A few days ago I hosted the meeting of our Internet Advisory Board. Preparing for that meeting led me to jot down my thoughts regarding the sector’s monetization opportunity.
I remain bullish on the transformative potential of the Internet in the enterprise that we view as the channel for achieving scale inexpensively and transforming every industry. Three drivers feed our bullishness:
- The US-based Millennials (the most Internet-savvy consumers) are entering their prime buying and influence period. But they carry a heavy debt load leading them to use services and share rather than own giving rise to the subscription and sharing (and here) economies.
- High-speed mobile access combined with improved smart devices (smartphones, tablets, embeddable devices) further accelerates Internet usage. The mobile device opportunity is having a far greater disruptive impact than anticipated
- Low penetration of the Internet channel in most industries. In a recent survey conducted by Booz executives from 350 companies reported that they spend 8.1 percent of their R&D budgets on Internet-related tools.
The Internet offers a great opportunity, but also a great challenge for marketers seeking to engage consumers at a time when publishers and platforms are ceding control to users. We see this impacting two areas of focus for Trident: online advertising and marketing applications and services.
Internet advertising has arrived at an important junction that will fuel the next leg of sustained growth. Over the past 10 years we have seen the sector change dramatically. The first wave of Internet advertising growth was driven by direct-response marketing budgets particularly from industries such as auto, travel, tech, telecom, retail, and financial services.
Several structural and technology improvements particularly to display advertising are attracting additional industries but also causing untapped brand budgets sitting inside leader categories to shift. They include:
- Programmatic execution combined with advances in media analytics and optimization.
- A shift toward integrated data. Data, as well as tools to leverage this data, are now viewed as key component of this new adtech because they are improving targeting and conversions.
- Improvements to messaging capabilities through scaled multi-format reach, (though creative still needs to catch up particularly to RTB).
- Improved quality metrics on ads.
- Brand-safe advertising environments, because brands realize that it is easier to lose control of their brand on the Internet.
- Scalable, cloud-based software platforms coupled with a combination of subscription and usage pricing (not unlike what utilities do for their customers) that enable the delivery of this capability as a service.
Taken together, these structural developments will lead to a rising level of confidence among brand-oriented advertisers that will increasingly view online display (in its various forms) as a more desirable complement to, and replacement for, fragmented mass media channels. Brands are allocating an increasing mix of their ad spend to online video. The budget is coming from TV broadcast and print advertising. We see industries such as CPG starting to aggressively allocate budgets to display advertising. While they spend nearly $200 billion globally offline, such advertisers continue to under-invest online.

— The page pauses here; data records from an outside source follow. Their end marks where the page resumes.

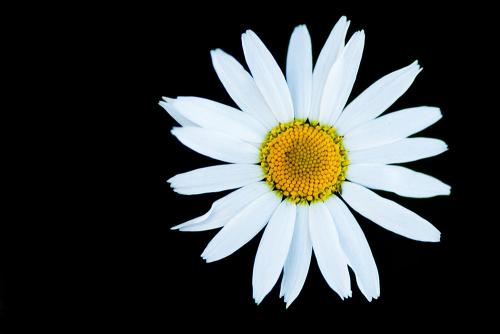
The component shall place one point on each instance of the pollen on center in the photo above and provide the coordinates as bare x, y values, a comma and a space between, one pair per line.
304, 162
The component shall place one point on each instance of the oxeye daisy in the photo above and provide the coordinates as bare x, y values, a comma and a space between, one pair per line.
297, 153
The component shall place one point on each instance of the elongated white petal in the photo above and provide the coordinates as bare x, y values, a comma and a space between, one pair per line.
268, 76
326, 245
273, 249
216, 178
327, 57
388, 214
377, 98
225, 208
242, 227
220, 117
242, 88
299, 71
167, 105
340, 80
405, 150
391, 127
399, 180
217, 145
356, 248
298, 258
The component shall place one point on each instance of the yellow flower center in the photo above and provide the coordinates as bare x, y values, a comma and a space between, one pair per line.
304, 162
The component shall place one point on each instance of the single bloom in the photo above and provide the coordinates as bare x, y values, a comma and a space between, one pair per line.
297, 155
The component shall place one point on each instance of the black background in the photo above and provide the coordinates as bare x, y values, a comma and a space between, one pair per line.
108, 256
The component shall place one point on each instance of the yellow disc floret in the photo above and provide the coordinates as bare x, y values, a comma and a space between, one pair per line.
304, 162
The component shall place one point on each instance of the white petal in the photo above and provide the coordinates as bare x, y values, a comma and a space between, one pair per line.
341, 78
217, 145
391, 127
225, 208
216, 178
326, 245
242, 88
268, 76
377, 98
405, 150
356, 248
399, 180
167, 105
388, 214
299, 71
242, 227
273, 249
220, 117
327, 57
298, 258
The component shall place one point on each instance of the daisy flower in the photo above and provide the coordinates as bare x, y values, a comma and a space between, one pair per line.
297, 154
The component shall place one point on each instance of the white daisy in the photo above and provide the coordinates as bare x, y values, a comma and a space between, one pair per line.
296, 153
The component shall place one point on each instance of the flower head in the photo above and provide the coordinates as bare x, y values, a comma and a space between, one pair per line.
297, 152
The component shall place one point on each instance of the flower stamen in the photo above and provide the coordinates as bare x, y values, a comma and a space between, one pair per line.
304, 162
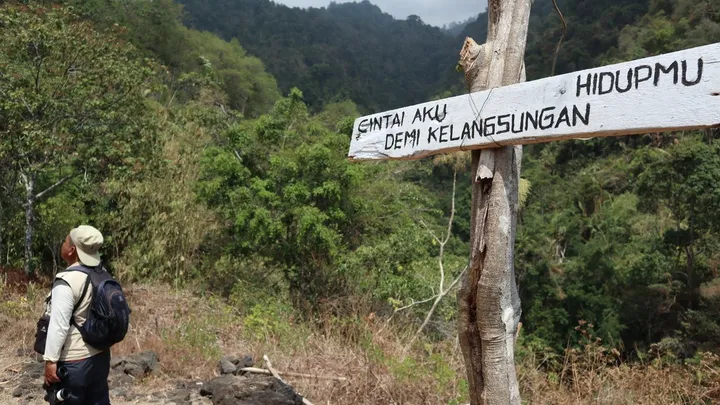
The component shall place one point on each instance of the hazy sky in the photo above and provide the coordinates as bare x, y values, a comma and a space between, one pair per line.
435, 12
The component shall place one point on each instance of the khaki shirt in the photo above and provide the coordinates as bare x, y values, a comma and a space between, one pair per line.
74, 347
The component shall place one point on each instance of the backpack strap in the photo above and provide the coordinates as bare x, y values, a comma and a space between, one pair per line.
82, 294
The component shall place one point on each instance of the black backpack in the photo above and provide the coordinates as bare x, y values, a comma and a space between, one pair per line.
108, 319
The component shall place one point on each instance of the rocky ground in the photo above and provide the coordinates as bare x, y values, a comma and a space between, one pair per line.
137, 379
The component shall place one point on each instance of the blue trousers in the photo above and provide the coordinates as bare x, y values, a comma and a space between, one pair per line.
87, 380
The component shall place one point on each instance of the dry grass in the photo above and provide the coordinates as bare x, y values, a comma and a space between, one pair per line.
190, 333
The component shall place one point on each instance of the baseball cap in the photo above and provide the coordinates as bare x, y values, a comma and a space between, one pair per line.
87, 241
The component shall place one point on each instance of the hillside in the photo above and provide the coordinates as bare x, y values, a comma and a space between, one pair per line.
219, 176
347, 50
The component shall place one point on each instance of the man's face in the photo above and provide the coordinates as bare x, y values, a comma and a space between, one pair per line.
68, 251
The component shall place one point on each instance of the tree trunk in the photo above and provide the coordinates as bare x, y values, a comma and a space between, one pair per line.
29, 180
488, 301
2, 221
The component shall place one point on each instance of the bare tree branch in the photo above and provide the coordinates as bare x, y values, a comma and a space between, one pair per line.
53, 187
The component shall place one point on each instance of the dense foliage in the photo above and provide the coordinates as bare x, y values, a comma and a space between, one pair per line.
347, 50
178, 145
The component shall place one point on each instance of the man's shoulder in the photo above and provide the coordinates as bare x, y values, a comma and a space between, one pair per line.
72, 276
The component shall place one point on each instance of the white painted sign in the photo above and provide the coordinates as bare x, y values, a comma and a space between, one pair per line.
676, 91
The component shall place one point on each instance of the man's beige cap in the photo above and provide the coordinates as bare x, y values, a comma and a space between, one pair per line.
88, 242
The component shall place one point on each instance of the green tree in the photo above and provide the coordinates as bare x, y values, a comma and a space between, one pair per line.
72, 103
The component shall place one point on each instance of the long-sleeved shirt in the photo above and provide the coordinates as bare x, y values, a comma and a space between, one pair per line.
61, 308
64, 341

We are particularly encouraged by projections calling for the share of agency media budgets spent through programmatic channels to increase from 15-20% today to 40-50% by 2015. Some surveys project that between 2012 and 2017 RTB-based spending in the U.S. will grow at a 56% CAGR. Mobile will be a significant driver of overall RTB growth (IDC expects mobile RTB spend in the US will reach $1B by 2015 and $3B by 2017, representing 21% of the total RTB spending).
The accelerating move of consumers and businesses to Internet, as well as the rise of the subscription economy, namely the move to sell products as services sold on a subscription basis, are causing a re-examination of the marketing applications stack. Customers have more knowledge and control over how, when, and why they engage brands. They increasingly expect a unified experience that is consistent across all of their business interactions. Consumers in particular are increasingly empowered to avoid unwanted or undesired marketing. The line between offline and online continues to disappear, and as it does, the line between product and service is also becoming blurred.

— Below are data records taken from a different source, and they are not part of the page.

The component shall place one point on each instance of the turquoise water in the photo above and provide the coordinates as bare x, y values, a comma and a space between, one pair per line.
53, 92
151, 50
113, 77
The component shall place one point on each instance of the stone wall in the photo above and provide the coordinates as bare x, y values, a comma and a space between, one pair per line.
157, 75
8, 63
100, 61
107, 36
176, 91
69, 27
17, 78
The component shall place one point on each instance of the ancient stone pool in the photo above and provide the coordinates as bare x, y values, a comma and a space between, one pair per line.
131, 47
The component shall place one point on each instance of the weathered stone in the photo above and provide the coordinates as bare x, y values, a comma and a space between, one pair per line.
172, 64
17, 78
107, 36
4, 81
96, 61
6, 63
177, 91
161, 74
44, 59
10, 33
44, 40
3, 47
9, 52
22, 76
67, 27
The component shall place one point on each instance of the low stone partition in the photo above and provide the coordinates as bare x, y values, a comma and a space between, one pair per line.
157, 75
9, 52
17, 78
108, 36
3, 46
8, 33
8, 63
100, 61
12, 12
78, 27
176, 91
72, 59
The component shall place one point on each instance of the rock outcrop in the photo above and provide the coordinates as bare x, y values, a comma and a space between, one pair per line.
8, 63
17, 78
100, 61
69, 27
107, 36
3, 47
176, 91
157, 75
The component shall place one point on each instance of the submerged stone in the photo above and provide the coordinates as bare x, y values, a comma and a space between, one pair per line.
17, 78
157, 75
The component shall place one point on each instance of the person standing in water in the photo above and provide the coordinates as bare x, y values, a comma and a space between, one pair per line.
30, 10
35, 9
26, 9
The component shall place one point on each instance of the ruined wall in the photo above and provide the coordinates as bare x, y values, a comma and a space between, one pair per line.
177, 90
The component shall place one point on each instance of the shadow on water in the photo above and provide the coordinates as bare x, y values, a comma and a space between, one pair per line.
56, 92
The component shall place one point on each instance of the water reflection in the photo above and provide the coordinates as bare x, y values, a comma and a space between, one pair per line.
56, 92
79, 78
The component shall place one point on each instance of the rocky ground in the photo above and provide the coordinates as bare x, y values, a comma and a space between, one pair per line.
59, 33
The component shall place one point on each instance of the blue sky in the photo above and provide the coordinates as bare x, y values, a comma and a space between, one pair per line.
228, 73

As a result of these trends and the associated data explosion traditional marketing approaches are no longer working causing CMOs to reexamine their established practices and assumptions about advertising, demand generation, retention, and loyalty. In the process of this re-examination they are starting to adopt a new class of applications that power awareness, attention, affinity, action, loyalty and optimization. While the space of these new applications today remains extremely fragmented with hundreds of startups having been funded already, large vendors have started to aggressively build, partner with or acquire the technology enabling them to create a new marketing applications stack. To the traditional infrastructure vendors, like IBM, SAP, and Oracle new cloud-based application vendors like SFDC and Adobe have been added, as well as Internet pureplays such as Google, Facebook, Twitter, Linkedin.
The combination of these factors lead us to three observations:
- Engagement applications entering the marketing stack. Business applications are becoming critical tools to engage with customers. Engagement applications enable companies to empower interactions with customers across a variety of channels. We have invested in ThisMoment, Extole and 8thbridge under this thesis.

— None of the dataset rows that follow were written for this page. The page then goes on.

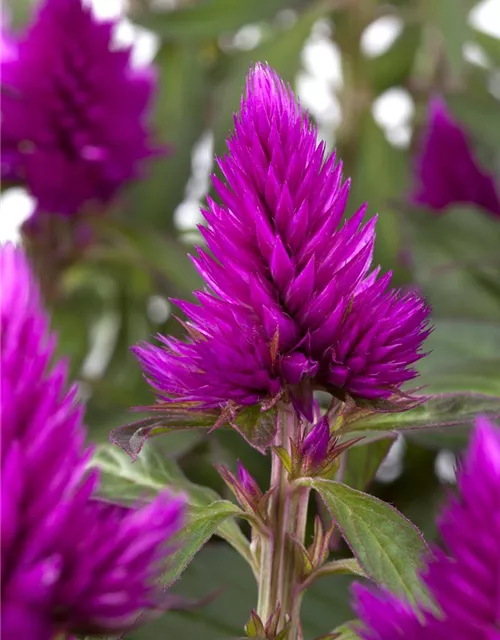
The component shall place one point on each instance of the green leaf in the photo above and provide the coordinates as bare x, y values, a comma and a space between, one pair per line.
202, 523
165, 419
218, 569
361, 462
257, 426
464, 356
210, 18
442, 410
387, 545
125, 482
347, 566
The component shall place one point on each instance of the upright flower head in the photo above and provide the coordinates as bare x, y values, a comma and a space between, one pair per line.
446, 169
464, 579
68, 563
292, 304
74, 111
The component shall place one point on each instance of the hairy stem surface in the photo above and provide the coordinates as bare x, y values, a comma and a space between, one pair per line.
280, 565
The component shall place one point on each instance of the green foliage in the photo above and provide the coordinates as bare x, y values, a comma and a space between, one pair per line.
388, 546
125, 482
219, 570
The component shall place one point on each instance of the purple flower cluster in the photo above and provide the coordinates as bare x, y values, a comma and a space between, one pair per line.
447, 172
74, 110
68, 562
292, 303
464, 580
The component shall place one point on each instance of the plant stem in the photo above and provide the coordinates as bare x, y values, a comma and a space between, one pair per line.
280, 566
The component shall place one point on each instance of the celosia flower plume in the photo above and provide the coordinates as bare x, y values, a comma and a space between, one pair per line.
68, 562
464, 578
292, 303
447, 171
74, 124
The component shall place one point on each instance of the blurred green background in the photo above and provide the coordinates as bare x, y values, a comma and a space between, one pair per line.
365, 69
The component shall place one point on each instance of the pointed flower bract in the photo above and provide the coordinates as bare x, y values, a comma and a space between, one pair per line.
292, 304
68, 562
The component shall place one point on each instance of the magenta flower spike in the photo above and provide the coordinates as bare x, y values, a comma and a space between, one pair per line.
68, 562
447, 171
74, 110
292, 303
464, 577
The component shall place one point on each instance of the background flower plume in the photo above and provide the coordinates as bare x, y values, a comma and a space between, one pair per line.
447, 171
68, 562
75, 112
292, 301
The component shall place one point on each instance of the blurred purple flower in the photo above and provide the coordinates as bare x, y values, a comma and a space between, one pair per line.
293, 304
68, 563
74, 110
465, 580
446, 170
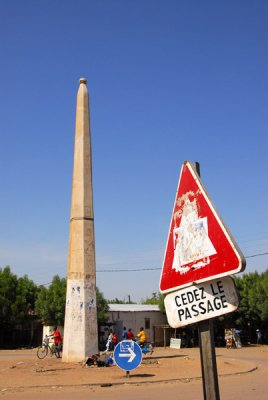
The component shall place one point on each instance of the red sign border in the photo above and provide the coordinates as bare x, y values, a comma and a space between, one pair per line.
233, 244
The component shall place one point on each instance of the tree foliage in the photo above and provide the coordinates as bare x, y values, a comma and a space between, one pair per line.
50, 302
156, 298
17, 298
253, 293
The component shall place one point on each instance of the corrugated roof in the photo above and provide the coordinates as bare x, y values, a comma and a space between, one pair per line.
133, 307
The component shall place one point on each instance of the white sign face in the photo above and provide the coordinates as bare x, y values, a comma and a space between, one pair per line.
198, 302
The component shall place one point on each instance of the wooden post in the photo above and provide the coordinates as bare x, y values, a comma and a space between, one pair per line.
207, 353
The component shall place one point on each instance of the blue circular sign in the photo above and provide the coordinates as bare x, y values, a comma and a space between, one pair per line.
127, 355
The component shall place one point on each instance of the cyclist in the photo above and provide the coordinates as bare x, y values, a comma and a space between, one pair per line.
142, 337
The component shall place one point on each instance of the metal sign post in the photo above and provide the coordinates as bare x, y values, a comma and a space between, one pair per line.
207, 353
200, 255
127, 355
208, 360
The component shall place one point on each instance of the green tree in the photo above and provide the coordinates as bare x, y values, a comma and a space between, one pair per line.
8, 287
17, 299
157, 298
50, 302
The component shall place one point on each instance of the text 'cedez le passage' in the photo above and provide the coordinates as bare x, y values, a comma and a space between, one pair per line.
199, 302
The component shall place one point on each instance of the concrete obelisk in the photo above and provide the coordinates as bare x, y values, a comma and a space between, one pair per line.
80, 326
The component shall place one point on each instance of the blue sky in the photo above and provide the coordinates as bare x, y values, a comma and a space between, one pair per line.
169, 81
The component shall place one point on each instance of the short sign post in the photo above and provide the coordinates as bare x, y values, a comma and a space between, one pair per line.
127, 355
200, 254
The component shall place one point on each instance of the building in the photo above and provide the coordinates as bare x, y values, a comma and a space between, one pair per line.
135, 316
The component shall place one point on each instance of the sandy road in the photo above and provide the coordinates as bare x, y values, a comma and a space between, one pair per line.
243, 374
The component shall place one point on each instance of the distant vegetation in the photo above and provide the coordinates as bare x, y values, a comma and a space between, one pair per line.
23, 303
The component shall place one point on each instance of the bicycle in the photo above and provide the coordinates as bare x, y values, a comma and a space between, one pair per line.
146, 347
48, 347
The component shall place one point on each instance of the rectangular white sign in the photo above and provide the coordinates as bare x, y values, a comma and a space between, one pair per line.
199, 302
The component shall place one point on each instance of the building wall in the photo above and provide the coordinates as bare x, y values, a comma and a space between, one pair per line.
135, 320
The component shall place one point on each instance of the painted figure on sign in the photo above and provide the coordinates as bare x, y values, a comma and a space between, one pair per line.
192, 245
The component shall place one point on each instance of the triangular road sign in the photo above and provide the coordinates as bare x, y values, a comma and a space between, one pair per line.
199, 246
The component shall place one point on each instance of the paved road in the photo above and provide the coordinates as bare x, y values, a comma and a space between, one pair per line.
248, 386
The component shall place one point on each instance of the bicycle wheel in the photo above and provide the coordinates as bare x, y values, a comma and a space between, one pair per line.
42, 352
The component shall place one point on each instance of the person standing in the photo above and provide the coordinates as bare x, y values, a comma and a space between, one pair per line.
114, 340
57, 340
124, 334
142, 337
109, 341
259, 336
130, 334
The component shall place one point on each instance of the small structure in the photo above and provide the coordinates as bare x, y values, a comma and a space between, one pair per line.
135, 316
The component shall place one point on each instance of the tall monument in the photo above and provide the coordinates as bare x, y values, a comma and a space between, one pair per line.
80, 326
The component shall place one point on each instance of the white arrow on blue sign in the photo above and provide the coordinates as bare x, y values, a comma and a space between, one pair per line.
127, 355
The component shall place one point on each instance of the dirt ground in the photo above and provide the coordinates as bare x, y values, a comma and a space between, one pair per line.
170, 373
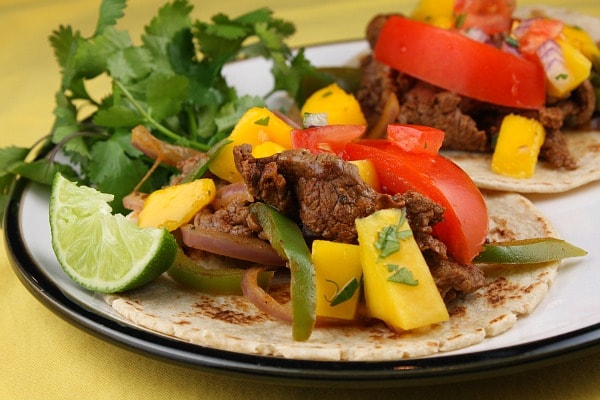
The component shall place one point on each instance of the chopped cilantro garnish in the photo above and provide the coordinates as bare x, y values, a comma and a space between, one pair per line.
401, 275
390, 237
345, 293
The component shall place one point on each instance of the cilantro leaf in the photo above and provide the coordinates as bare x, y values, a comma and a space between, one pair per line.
113, 171
402, 275
173, 83
166, 95
390, 237
130, 64
110, 12
346, 293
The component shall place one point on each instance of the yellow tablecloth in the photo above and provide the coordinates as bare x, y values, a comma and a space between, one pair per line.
43, 356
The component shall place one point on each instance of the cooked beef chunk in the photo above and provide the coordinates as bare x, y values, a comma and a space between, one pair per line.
555, 150
325, 193
424, 104
377, 85
452, 279
235, 218
469, 124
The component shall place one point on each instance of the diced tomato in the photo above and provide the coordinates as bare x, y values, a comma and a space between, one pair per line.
465, 224
491, 16
416, 139
532, 33
451, 60
327, 138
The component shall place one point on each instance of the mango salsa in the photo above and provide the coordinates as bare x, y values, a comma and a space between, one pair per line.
258, 125
435, 12
398, 285
176, 205
579, 67
341, 108
338, 274
582, 41
518, 146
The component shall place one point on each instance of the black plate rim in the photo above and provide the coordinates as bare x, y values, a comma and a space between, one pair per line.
405, 372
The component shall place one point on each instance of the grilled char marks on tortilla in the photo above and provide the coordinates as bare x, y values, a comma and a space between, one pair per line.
469, 124
326, 195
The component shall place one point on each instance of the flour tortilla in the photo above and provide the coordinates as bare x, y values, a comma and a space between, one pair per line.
232, 323
584, 145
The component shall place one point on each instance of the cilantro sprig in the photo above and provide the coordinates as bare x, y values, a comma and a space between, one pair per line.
172, 83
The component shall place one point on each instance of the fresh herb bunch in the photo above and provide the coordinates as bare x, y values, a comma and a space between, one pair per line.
172, 83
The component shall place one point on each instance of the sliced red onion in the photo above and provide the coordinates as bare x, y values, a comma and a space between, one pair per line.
314, 119
261, 299
522, 28
226, 244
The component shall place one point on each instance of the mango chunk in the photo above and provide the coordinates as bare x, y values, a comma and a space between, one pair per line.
338, 274
176, 205
578, 66
341, 108
582, 41
398, 285
257, 125
435, 12
518, 146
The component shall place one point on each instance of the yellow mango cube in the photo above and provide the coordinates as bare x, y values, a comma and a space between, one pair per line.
581, 40
368, 173
338, 274
435, 12
341, 108
518, 146
398, 286
257, 125
579, 68
176, 205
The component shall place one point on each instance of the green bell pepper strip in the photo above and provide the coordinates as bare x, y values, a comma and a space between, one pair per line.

- Advertising and marketing are being re-imagined becoming more of a science than an art as earned media become a bigger part of the paid and owned equation and as more data is collected from each customer interaction, integrated and analyzed. Portfolio companies like Exelate, Turn, Jiwire, Brightroll, and Sojern are leading examples of how analytics changes the game in online advertising and marketing.
- Subscriptions to software (SaaS) and services will replace existing manual processes and traditional on-premise applications. All of our portfolio companies in this space deliver SaaS applications or provide their service using subscription billing.